Website: nucleomilenioeris.cl
One of the first diagrammatic evolutionary “trees” was created by Charles Darwin in his book “On the Origin of Species”, and since then phylogenetic trees have been used in biological sciences to represent evolutionary relationships among organisms. The pattern of branching in a phylogenetic tree reflects how species or other groups evolved from a series of common ancestors, where shorter distances between species indicates their evolution diverged more recently than those with longer distances between species. For example, in the diagram below species A is more similar to species E.
The aim of ERIS is to apply one of the principles of Darwin’s Theory of Evolution – descent with modification – to cosmic evolution.
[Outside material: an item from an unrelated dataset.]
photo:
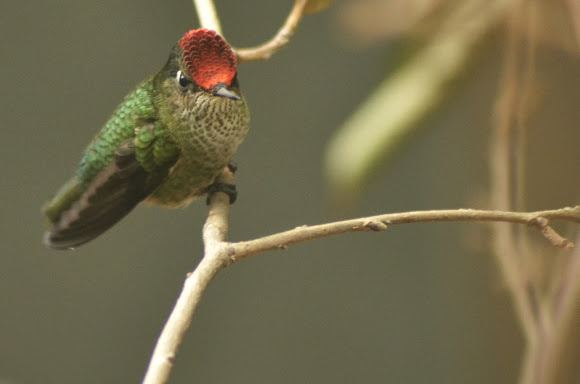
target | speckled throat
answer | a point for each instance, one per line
(208, 130)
With ERIS we aim to reconstruct the evolution of galaxies like the Milky Way using the phylogenetic trees to link the evolutionary histories of stars. Since trees are mathematical structures and graphs, with ERIS we are consolidating an interdisciplinary collaboration between astronomers, biologists and mathematicians, in order to achieve our goal. We will reconstruct the evolution of the Milky Way, our main galactic laboratory, by building and interpreting phylogenetic trees that are appropriate for astronomical data. To do so, we will simulate the evolution of galaxies, where we know their shared history. We will also use observed data, which will allow us to learn to deal with uncertainties, and ultimately help us to constrain the theory of galaxy evolution.
The key to connect stars with one another is the well known fact that massive stars synthesize chemical elements in their interiors, and at the end of their lives, they pollute the interstellar clouds from which new stars form. Chemically processed gas is what one generation of stars inherits from the previous one(s) and is the key observable for us to build the phylogenetic trees. Our strength is the fact that we know what elements are produced in which type of stars, and how much of each of them. The challenge is the fact that a galaxy is an open system: fresh gas comes from outside all the time, diluting the existing one. Also, different generations of stars contribute to the pollution of the same interstellar clouds. Therefore, the problem is manifold and intricate, just like the biological evolution of species.
Whilst the primary objective of ERIS is to establish this new field of research, there are other two complementary goals for the duration of the project. The first one is the training of young scientists in this field of research. We generate an environment in which students and young postdocs will actively interact and collaborate with the members of our team. The second one is the impact of interdisciplinary sciences in society. We are working on targeted schools to help them in their development of critical thinking skills.